Поняв темпоральную суть волнового развития, мы поймем и принцип организации времени, диктуемый инерцией времени. Принцип акцентной ритмики, предполагающий возможность потенциально бесконечного членения темпорального потока на кратные отрезки, представляется противоположностью принципу волнового развития, предполагающему непрерывность и нерасчленимость потока в рамках данной волны. Эти условные рамки определяются:

1. Началом волны - импульсом энергии, который приводит в действие волну, несущую этот импульс;

2. Диссипацией - непрерывным рассеянием энергии и переходом ее в иное качество во взаимодействии с материалом, сопротивляющимся ей в процессе развертывания волны.

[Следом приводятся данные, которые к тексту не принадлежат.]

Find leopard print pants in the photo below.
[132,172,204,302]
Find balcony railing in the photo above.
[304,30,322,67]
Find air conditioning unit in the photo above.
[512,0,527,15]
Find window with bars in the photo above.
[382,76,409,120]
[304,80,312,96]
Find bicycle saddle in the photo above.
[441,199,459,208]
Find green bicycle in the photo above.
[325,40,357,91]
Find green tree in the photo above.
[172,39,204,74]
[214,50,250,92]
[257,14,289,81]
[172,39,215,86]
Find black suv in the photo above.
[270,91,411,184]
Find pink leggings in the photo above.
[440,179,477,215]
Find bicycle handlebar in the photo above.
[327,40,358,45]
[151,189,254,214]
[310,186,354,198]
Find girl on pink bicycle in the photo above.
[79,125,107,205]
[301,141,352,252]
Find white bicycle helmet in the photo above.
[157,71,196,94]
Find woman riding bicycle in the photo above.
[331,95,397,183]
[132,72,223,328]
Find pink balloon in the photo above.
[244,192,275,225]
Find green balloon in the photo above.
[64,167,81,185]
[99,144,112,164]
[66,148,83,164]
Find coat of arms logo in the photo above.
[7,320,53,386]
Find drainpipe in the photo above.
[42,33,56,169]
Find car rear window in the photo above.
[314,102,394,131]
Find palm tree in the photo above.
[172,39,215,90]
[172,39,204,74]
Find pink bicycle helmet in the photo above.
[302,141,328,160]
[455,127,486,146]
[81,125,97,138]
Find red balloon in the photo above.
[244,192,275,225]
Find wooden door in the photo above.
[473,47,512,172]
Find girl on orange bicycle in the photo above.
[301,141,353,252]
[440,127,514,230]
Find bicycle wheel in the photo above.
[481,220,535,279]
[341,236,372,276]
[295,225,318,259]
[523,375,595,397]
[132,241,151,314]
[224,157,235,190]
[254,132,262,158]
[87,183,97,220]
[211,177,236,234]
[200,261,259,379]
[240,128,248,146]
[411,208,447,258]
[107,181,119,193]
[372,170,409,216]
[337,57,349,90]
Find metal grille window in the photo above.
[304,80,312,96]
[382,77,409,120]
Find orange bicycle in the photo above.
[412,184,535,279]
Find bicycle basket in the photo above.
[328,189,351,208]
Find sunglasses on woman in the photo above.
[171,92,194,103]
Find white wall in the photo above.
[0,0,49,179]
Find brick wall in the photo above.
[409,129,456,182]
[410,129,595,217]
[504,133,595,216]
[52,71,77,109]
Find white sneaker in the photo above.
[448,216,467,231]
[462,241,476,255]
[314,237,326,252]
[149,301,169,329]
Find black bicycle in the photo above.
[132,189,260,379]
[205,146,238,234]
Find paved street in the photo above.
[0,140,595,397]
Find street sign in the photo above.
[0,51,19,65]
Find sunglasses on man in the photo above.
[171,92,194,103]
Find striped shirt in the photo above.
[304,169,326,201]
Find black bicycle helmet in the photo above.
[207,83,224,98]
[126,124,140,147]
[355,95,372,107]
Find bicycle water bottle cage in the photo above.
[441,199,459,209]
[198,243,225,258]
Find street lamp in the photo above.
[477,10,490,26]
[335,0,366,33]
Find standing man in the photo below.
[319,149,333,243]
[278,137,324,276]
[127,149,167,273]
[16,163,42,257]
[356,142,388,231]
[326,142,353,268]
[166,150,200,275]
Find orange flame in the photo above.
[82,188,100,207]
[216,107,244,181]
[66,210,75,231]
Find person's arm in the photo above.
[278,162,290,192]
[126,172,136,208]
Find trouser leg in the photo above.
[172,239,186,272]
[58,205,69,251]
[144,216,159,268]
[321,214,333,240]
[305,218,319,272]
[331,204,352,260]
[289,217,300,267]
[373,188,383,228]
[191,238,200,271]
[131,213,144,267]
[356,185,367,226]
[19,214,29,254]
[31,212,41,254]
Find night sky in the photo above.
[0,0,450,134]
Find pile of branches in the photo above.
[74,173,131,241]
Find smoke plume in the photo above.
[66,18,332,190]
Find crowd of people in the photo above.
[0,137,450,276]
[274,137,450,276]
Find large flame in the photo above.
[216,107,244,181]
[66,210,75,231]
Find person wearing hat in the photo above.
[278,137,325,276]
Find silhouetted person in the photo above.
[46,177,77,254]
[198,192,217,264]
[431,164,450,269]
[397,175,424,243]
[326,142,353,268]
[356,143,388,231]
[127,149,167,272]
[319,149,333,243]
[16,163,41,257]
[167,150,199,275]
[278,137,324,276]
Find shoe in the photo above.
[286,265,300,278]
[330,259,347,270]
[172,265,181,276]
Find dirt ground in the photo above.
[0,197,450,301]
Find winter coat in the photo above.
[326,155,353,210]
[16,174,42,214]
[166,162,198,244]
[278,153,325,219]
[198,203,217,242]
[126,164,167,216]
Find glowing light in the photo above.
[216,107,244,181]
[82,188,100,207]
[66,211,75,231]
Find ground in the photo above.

3. Концом волны - исчерпанием ее энергетического потенциала, растраченного на диссипационные процессы.

Само развертывание волны в пространстве и времени определяется характером и условиями диссипации. Можно представить, как растекается по гальке морская волна, хлынувшая на берег: движение растекающейся воды определяется сложным рельефом гальки, законом тяготения, сопротивляемостью материала, силой волны и другими факторами. Проведем условную аналогию со временем в вокальном дыхании: время «растекается» стихийно и равномерно в зависимости от конфигурации условий: рельефа (интервалов мелодии), закона тяготения (расхода дыхания), сопротивления материала (задействование вокального аппарата в вибрации), силы волны (глубины дыхания) и т.д.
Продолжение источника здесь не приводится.